Khaled Hourani (Arabic: خالد حوراني; born 1965) is a Palestinian artist, curator, critic, and writer. Since 2019, Hourani has worked as a freelance artist in Ramallah, participating in exhibitions abroad and within Palestine.[1] [2] Hourani is known for his contributions to the contemporary art scene in Ramallah and his visual works focusing on themes of Palestinian struggle and resistance.[3] [4] [5]
Born in Hebron, Palestine, in 1965, Hourani obtained his BA in History from Hebron University in 1987. Hourani began his art career in the 1980s.
Hourani worked within the Fine Arts Department in the Palestinian Ministry of Culture from 2004 to 2006 as the General Director. In 2007, Hourani co-founded the International Academy of Art in Ramallah, Palestine, which did not offer accreditation from the Palestinian Authority but functioned as a nontraditional source of art education for students and non-students alike.[6] From 2007 to 2010, Hourani served as the Academy’s Artistic Director, then as the General Director from 2010 to 2013.
Hourani is known for his 2011 project Picasso in Palestine, which borrowed Picasso’s 1943 Bust de Femme painting from the Van Abbemuseum in the Netherlands and displayed it in the International Academy of Art in Ramallah.

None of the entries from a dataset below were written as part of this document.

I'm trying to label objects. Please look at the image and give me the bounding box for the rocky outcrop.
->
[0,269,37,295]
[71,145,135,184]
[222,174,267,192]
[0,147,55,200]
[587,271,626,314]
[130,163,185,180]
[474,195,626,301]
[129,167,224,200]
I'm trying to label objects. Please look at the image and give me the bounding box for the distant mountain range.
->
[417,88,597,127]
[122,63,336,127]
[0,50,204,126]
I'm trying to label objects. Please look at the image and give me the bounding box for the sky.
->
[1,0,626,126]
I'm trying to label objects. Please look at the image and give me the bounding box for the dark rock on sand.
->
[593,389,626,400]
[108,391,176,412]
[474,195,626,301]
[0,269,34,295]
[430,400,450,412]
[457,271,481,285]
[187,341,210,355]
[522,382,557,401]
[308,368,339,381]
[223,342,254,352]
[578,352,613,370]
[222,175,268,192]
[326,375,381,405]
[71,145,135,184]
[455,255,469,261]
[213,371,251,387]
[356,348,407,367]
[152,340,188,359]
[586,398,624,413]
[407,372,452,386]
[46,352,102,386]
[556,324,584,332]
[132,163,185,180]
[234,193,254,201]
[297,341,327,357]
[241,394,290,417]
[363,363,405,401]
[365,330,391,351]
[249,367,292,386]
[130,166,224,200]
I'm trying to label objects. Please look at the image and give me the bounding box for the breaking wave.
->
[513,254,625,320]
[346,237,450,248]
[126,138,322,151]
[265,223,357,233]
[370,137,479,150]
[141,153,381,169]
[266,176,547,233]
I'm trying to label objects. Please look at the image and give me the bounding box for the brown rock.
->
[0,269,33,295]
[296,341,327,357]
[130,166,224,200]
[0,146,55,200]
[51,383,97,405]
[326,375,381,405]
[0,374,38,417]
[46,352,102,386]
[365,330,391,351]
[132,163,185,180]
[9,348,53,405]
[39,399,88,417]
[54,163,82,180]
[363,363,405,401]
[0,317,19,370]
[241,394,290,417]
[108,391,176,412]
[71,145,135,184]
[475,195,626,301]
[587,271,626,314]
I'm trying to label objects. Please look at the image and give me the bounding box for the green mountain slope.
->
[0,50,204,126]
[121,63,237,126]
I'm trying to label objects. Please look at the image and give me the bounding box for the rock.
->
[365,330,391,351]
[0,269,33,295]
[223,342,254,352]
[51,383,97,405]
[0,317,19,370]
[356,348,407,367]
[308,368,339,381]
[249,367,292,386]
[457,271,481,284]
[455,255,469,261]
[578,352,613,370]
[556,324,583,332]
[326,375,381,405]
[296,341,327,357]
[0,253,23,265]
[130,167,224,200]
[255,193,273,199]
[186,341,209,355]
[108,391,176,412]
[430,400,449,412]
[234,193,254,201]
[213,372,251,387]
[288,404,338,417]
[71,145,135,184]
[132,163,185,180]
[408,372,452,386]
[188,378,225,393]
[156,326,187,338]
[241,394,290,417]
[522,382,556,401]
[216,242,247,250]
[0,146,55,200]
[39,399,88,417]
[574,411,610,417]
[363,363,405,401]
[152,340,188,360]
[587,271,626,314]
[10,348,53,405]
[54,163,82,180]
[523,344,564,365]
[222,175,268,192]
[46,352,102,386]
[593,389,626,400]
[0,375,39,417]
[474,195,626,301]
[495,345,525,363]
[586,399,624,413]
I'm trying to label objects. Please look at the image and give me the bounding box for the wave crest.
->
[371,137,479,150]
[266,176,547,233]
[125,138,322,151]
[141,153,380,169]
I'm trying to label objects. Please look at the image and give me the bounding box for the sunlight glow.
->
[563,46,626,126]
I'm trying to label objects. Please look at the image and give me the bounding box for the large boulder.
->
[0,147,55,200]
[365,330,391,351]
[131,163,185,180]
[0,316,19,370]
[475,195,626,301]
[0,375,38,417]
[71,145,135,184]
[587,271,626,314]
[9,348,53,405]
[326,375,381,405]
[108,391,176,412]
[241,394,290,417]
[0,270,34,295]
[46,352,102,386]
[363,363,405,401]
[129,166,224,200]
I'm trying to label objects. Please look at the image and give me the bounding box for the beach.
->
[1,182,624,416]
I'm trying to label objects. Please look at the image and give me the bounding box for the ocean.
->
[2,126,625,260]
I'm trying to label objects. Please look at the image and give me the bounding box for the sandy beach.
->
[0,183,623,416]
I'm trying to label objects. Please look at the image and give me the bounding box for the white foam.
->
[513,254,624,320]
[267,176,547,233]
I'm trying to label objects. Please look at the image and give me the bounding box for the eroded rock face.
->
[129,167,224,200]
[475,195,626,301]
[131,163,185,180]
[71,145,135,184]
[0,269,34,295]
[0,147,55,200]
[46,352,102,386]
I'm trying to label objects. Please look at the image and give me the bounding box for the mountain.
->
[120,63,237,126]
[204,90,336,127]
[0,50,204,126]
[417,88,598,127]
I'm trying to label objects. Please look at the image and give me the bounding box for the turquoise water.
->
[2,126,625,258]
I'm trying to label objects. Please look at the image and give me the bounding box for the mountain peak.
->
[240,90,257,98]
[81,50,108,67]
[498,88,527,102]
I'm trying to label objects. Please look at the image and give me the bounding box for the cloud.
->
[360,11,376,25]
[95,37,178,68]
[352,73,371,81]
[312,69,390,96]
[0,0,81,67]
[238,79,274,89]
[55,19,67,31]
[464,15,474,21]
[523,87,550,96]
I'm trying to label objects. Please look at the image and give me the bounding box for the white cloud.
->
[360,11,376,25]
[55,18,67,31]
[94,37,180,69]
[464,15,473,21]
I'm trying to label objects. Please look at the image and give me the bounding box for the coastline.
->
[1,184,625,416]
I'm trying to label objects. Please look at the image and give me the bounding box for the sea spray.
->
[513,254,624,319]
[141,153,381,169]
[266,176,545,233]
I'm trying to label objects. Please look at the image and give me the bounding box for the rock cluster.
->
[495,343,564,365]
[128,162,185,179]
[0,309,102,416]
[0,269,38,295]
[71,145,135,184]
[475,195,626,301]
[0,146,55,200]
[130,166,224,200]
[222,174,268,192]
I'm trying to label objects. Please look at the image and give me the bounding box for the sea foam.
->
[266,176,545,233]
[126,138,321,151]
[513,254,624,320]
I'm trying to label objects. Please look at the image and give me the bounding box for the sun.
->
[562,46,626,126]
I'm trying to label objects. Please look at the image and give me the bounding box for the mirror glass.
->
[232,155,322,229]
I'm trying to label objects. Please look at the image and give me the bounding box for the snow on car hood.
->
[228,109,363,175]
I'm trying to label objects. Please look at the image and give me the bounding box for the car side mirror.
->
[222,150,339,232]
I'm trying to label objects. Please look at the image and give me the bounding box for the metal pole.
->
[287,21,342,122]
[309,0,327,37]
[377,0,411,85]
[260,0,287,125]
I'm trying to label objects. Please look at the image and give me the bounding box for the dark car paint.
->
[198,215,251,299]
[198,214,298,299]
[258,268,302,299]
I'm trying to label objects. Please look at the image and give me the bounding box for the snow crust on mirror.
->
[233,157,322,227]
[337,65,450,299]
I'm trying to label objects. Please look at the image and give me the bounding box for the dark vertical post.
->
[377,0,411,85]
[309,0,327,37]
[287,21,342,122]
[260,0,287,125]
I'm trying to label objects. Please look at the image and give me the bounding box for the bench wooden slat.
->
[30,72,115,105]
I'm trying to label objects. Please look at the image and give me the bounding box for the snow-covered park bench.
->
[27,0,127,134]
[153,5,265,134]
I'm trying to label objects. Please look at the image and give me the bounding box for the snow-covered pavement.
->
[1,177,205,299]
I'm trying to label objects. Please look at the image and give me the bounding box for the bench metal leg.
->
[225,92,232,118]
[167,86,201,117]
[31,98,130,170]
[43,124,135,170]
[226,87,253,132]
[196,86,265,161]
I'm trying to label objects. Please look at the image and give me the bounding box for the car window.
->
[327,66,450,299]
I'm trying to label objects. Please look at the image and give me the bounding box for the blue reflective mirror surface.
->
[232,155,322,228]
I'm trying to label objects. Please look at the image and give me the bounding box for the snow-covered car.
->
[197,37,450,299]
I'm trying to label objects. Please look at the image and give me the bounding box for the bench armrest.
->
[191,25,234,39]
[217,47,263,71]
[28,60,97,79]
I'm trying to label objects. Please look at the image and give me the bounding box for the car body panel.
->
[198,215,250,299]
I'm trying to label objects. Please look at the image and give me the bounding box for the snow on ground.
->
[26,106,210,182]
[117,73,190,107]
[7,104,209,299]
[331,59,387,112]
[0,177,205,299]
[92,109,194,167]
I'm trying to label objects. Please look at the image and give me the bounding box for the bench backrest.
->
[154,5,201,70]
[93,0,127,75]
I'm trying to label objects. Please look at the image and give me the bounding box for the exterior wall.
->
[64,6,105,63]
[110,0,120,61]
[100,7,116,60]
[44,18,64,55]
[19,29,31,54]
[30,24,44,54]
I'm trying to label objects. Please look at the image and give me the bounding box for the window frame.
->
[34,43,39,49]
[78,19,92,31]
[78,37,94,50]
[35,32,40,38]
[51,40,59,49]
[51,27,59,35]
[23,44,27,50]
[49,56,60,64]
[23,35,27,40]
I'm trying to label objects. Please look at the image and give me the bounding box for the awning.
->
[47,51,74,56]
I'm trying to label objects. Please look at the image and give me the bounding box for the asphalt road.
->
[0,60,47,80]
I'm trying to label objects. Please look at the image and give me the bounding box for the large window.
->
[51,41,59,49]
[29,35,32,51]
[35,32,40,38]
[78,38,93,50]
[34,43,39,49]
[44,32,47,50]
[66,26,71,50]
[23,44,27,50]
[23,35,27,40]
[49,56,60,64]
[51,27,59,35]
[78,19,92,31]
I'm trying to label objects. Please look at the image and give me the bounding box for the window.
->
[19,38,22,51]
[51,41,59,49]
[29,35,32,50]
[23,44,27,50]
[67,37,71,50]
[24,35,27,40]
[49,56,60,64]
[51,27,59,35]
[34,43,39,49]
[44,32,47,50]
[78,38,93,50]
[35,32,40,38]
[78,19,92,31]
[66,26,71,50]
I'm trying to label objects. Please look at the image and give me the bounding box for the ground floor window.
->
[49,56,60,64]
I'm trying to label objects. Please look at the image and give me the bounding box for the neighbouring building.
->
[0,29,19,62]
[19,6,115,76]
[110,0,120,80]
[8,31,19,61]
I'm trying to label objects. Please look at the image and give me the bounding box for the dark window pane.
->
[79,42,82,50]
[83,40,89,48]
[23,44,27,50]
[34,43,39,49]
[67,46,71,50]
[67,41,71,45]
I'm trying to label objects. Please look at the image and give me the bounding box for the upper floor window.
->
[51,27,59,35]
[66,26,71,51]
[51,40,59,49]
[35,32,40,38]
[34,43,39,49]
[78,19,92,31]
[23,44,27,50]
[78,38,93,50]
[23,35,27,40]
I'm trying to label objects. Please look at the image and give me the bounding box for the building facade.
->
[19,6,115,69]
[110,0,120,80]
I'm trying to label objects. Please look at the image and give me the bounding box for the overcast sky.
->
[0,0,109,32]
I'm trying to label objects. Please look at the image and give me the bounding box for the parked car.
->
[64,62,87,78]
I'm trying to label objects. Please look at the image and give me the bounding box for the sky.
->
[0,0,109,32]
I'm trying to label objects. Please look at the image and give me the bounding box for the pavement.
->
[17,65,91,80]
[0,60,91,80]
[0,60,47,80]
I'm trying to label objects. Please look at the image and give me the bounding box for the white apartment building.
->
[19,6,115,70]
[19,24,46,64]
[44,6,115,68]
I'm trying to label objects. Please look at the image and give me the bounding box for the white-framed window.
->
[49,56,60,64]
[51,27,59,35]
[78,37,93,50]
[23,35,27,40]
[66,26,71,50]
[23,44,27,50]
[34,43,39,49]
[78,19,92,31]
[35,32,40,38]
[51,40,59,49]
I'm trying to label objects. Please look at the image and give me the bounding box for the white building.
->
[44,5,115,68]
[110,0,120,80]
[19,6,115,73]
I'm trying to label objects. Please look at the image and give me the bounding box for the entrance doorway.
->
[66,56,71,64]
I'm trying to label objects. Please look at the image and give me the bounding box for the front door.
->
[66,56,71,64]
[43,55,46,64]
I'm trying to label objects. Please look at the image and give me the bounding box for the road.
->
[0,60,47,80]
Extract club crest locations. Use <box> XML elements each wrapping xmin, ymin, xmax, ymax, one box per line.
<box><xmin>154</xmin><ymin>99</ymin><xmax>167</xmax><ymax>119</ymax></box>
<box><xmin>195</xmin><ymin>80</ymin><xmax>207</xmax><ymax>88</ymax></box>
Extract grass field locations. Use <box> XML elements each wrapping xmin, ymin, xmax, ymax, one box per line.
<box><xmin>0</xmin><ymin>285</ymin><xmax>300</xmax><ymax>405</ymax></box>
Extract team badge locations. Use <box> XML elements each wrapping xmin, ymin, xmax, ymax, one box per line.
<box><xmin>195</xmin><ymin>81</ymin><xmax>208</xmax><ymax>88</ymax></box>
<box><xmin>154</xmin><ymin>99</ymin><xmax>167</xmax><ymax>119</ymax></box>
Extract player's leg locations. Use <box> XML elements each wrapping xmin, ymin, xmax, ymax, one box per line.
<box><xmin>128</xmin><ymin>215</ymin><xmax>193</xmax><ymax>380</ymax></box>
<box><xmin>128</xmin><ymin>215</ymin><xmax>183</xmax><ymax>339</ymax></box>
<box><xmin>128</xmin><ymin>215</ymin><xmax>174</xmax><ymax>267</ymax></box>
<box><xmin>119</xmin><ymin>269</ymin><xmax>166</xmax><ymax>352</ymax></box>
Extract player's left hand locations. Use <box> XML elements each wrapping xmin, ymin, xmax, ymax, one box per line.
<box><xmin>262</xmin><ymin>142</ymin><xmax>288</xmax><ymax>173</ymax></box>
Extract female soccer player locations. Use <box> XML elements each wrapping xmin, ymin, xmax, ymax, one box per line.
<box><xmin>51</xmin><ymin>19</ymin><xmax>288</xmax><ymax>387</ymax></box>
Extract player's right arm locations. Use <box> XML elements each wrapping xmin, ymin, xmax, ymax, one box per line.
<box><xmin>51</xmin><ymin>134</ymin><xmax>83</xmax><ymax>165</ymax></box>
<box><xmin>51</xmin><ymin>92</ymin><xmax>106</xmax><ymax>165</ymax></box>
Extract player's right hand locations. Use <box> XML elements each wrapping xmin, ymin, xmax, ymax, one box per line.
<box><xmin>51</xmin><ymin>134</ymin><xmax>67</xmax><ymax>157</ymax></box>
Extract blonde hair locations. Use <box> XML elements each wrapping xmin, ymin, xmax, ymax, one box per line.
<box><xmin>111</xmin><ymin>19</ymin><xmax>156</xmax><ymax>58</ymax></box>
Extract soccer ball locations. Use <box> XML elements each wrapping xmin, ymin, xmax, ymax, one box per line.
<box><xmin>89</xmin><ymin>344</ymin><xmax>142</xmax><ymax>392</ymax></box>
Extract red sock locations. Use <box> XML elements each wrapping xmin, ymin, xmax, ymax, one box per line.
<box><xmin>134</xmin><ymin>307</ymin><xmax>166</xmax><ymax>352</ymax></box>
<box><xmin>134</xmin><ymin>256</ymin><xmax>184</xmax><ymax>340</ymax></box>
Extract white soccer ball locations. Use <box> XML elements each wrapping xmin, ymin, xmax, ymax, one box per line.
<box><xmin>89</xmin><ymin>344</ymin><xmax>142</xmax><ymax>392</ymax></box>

The project, which took two years to complete, saw the collection of several hundred thousand dollars of funding and the construction of a 4×4 meter museum space created exclusively to meet the display conditions required for Bust de Femme.[7] The project drew praise from Palestinian artists Sliman Mansour and Nabil Anani.[8] Much of Hourani’s art focuses on the Palestinian national struggle, depicting protests, border walls, and Palestinian landscapes.
Hourani’s art is featured at the Van Abbemuseum (Eindhoven, Netherlands), Barjeel Art Foundation (Sharjah, UAE), Guggenheim Museum (Abu Dhabi, UAE), Darat al Funun (Amman, Jordan), Dalloul Art Foundation (Beirut, Lebanon), Birzeit University Museum (Birzeit, Palestine), Mori Art Museum (Tokyo, Japan), The Palestinian Museum (Birzeit, Palestine), and Umm al-Fahem Museum (Umm al-Fahem, Palestine), among others.
In 2019, Hourani published his novel In Search of Jamal El Mahamel, a story about tracing the story of Sliman Mansour’s “Jamal El Mahamel” painting during the Libyan uprising against Muammar al-Gaddafi.[9]